Tuesday, December 19, 2006

Supporting Legal History

As we near the end of the year, I hope that readers will remember legal history in end-of-the-year charitable giving. If you would like to support legal history, here are some ideas:

  • Perhaps the most direct way to support legal history is to support the American Society for Legal History. The ASLH is a membership organization supporting all fields of legal history. The organization currently has an endowment campaign to provide more solid financial footing for its many activities. For information about the ASLH, go here, and for information on how to contribute, click on the link on the left side of the page for "endowment campaign."

  • Archives in the gulf coast of the United States were affected by Hurricane Katrina, and are still rebuilding. One institution in need of support that has been a resource for a number of legal history-related works is the New Orleans Public Library.
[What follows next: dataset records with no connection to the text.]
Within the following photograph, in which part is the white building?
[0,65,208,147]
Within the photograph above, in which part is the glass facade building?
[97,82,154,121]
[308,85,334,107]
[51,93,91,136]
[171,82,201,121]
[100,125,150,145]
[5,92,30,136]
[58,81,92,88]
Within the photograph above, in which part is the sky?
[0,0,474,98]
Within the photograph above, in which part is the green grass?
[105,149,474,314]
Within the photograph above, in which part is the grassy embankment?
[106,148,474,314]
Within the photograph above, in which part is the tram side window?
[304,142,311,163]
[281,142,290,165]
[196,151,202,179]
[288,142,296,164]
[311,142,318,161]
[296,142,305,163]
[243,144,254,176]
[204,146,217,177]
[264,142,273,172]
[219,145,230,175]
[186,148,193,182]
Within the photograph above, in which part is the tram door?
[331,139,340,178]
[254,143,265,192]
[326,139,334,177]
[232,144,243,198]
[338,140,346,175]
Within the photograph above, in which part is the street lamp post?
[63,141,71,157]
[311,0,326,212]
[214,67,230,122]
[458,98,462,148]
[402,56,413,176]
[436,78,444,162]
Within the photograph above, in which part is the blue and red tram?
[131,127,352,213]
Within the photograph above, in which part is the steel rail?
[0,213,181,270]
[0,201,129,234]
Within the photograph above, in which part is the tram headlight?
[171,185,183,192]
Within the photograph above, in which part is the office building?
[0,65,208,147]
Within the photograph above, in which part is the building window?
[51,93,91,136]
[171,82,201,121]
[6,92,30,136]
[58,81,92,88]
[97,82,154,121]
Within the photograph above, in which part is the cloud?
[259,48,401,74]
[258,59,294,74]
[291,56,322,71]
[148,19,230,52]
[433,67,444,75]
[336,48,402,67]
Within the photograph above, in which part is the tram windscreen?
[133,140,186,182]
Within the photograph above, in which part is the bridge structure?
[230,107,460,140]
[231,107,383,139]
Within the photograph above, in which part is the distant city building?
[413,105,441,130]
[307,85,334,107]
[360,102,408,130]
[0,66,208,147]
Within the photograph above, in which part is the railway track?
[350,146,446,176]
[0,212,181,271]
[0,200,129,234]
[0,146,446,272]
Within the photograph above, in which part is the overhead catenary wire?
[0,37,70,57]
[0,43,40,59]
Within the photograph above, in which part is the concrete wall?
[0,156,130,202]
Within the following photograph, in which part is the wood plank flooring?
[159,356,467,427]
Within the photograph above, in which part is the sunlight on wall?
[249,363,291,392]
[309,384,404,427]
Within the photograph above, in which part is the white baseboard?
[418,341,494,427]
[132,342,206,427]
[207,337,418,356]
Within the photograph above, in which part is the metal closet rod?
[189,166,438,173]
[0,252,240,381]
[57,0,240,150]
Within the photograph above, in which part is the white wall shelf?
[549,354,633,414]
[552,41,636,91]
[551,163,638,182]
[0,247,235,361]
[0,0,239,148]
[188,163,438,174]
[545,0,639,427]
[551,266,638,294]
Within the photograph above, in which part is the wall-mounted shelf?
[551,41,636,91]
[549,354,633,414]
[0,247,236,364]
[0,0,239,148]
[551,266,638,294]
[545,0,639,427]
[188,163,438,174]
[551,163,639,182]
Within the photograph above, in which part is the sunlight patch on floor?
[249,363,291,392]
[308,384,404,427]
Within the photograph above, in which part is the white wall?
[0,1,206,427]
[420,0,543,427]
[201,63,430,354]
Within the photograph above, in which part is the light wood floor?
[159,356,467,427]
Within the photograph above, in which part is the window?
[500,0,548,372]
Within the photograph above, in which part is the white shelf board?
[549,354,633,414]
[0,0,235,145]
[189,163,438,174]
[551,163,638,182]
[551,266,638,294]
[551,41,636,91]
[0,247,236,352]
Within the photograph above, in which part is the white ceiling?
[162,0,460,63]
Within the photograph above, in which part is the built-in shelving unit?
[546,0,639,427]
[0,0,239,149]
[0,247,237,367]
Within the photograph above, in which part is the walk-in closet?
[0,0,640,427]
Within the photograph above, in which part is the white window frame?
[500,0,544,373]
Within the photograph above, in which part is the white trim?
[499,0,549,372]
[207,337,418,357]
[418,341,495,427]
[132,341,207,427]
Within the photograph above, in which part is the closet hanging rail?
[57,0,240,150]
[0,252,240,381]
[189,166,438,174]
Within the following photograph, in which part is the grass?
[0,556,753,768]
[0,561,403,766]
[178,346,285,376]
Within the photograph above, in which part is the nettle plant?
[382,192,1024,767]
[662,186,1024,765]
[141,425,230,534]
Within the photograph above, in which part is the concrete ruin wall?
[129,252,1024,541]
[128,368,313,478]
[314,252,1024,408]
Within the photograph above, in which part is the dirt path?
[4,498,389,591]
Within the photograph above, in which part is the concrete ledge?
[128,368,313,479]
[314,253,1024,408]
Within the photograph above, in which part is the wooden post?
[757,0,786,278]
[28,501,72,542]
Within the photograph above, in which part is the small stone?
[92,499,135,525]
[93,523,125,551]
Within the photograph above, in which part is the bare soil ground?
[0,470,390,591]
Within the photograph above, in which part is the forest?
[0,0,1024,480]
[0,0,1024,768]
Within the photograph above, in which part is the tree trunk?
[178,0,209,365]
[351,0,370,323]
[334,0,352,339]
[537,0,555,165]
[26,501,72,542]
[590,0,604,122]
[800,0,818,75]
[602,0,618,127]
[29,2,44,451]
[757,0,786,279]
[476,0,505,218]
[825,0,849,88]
According to Diana Williams, the current Berger Fellow in Legal History at Harvard Law School, records in the Louisiana Division of the NOPL are "among the most important of New Orleans’ historic treasures, include municipal records dating back to 1769, as well as Orleans Parish court records dating back to 1804. They contain rich and scarcely tapped sources for the study of enslaved and free people of color." An appeal last year from Williams for support for NOPL, with helpful links and information, is here. Updated information and links for the library foundation are here. The direct link for on-line donations is here.

  • Another way to remember legal history is to remember legal historians we have lost this year. Most well-known is Kermit Hall, President of SUNY Albany and a long-time, widely admired legal historian who died unexpectedly in August at the age of 61. Contributions in memory of Kermit can be made to the Kermit L. Hall and Phyllis A. Hall Inaugural Scholarship Fund, a need-based scholarship fund at SUNY Albany.

  • Another unexpected loss this year was Kenneth Cmiel, University of Iowa, who passed away in February at the age of 51. Ken's newest, unfinished work is most well-known among historians of human rights. His work will be remembered at a panel at the American Historical Assn. meeting in Atlanta in January. A memorial fund for his young children has been established. Contributions can be sent to: Cmiel Children Memorial Fund, UI Community Credit Union, P.O. Box 2240, Iowa City, IA 52244-2244.